ECPR General Conference, Bordeaux, September 4-7 2013
Political sociology section
Panel 6: Fields, Networks and Social Change in a Neoliberal Age
Chaired by Mathieu Hilgers, Université Libre de Bruxelles, and Eric Mangez, Université Catholique de Louvain
An impressive number of recent publications show an international dynamic of interest in field theory. However, with some rare exceptions, many researches fail to develop the seminal potential of field theory to interpret and to explain the dynamics of social change (see Fligstein and McAdam 2012; Mangez and Hilgers 2012). Given the constant refinements of the concept and theory of field and their growing use in international sociology, anthropology and political sciences in recent years, it seems useful to bring to light the elements that make this theory useful for the analysis of social change.

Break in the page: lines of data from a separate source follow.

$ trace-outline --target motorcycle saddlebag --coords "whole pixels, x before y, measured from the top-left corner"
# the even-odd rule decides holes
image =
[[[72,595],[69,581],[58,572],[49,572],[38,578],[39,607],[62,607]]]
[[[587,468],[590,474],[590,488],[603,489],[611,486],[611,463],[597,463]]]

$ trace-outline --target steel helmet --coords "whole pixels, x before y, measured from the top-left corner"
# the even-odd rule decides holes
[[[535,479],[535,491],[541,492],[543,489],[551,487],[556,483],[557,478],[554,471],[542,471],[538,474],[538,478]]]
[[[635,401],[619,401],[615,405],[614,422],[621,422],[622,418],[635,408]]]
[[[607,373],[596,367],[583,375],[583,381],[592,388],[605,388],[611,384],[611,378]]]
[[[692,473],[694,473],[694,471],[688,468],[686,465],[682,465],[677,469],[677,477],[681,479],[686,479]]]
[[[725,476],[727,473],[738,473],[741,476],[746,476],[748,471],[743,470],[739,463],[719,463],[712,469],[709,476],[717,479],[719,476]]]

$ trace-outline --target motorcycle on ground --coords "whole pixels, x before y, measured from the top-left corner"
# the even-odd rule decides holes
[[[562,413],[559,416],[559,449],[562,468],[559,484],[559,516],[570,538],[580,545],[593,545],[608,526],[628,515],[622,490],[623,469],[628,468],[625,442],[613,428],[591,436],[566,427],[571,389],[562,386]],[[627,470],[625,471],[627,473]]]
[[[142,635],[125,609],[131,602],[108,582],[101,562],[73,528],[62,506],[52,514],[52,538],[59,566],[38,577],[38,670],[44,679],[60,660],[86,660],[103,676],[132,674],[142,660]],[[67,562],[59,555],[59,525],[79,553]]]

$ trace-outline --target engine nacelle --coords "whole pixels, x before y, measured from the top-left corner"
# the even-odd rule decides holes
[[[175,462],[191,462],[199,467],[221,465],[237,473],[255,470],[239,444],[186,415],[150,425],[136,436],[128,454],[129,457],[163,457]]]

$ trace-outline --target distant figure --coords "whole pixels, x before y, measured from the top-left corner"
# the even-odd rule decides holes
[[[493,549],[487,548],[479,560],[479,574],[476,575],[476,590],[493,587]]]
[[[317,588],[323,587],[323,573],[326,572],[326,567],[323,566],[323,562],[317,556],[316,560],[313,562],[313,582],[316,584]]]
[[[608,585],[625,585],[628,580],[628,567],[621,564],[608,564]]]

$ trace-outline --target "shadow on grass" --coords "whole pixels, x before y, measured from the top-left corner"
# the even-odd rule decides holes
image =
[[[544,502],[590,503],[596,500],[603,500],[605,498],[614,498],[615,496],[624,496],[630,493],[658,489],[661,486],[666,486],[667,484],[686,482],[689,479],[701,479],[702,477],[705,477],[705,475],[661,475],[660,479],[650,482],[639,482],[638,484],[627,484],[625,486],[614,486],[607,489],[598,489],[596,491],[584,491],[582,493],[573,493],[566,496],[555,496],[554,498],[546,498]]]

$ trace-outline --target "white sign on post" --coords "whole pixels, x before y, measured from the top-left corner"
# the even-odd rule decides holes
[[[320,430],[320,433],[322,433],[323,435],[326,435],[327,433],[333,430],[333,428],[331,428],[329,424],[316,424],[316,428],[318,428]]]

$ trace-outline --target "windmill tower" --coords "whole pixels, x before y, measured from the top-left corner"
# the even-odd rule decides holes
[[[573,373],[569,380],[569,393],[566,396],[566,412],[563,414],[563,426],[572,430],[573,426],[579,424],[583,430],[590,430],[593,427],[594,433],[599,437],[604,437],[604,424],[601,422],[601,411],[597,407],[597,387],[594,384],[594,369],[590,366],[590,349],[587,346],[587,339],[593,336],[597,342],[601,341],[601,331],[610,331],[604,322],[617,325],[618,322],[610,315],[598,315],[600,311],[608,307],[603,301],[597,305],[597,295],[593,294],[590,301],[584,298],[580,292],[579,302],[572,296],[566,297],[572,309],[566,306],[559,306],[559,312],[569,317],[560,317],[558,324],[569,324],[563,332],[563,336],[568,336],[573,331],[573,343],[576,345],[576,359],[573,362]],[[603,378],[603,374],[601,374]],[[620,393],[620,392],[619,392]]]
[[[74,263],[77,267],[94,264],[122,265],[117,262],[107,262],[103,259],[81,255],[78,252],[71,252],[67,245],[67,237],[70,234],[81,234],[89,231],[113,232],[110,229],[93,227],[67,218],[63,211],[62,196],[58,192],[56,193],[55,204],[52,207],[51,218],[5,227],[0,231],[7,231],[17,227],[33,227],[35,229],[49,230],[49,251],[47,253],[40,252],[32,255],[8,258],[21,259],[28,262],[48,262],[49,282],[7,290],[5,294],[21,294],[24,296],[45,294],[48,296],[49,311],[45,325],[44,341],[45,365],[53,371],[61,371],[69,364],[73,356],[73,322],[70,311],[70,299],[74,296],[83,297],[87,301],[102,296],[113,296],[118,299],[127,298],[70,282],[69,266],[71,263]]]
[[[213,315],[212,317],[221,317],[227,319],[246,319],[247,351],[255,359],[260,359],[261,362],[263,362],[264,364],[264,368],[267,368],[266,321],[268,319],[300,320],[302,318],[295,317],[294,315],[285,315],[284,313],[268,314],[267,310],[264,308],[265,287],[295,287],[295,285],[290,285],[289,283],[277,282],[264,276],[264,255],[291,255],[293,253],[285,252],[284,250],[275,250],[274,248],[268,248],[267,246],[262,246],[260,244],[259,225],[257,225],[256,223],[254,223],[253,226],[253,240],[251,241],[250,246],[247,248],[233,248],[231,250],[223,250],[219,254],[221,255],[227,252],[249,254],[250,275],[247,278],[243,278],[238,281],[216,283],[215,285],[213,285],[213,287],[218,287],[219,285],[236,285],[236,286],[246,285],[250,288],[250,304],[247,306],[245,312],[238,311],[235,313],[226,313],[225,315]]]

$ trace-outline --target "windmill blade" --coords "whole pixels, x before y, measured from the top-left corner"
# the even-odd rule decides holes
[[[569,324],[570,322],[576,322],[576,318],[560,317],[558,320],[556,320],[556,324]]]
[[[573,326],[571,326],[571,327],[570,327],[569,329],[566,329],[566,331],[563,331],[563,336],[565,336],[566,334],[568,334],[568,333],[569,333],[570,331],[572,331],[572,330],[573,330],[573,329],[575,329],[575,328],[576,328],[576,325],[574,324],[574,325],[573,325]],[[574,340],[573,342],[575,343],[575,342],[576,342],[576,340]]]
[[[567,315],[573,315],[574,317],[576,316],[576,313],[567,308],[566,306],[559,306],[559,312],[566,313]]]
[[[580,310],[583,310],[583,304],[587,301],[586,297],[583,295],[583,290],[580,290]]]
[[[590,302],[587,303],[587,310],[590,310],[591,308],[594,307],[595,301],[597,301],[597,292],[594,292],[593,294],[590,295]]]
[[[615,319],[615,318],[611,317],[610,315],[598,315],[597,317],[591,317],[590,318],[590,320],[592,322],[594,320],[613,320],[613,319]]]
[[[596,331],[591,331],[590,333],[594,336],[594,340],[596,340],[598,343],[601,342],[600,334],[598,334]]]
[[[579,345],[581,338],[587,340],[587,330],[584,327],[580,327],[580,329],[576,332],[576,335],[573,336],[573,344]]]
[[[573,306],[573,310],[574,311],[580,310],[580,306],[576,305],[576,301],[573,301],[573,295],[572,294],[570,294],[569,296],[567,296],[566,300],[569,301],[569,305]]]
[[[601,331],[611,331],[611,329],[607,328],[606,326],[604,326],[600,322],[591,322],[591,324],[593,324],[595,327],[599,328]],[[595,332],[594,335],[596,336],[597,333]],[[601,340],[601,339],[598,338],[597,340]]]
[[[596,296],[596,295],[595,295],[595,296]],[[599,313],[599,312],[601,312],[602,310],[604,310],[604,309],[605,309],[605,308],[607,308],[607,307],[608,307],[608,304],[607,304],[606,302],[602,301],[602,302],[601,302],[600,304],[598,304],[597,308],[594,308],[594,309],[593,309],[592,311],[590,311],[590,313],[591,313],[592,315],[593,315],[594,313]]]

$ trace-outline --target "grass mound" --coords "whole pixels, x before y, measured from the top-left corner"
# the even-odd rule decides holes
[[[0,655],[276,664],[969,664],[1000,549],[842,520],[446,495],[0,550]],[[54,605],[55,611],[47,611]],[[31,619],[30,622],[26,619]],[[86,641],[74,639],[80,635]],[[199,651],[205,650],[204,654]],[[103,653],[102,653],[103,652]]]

More precisely, this panel aims to contribute to the development of field theory by considering its potential to grasp the impact of the process of neoliberalization which affects many societies in the world. How can we interpret the impact of the process of neoliberalization on the functioning of relatively autonomous domain of activity (art, literature, education, research,…)? How does it affect their autonomy and their structure? How does the rise of various ‘transfield’ networks affect these domains? The panel will address the question of the relation between fields and networks in a neoliberal era. This panel is open to theoretical or empirical contributions but it will give the priority to contributions which provide a theoretical impulse to field theory by mobilizing empirical analysis. A comparative perspective will be privileged for the discussion, contributions which concern the reality beyond Europe are of course more than welcome.
Fligstein Neil and McAdam Doug (2012). A Theory of Fields. New York: Oxford University Press.
Mangez, Eric; Hilgers, Mathieu (2012). The Field of Knowledge and the Policy Field in Education: PISA and the production of knowledge for policy, European Educational Research Journal , p. 189-205.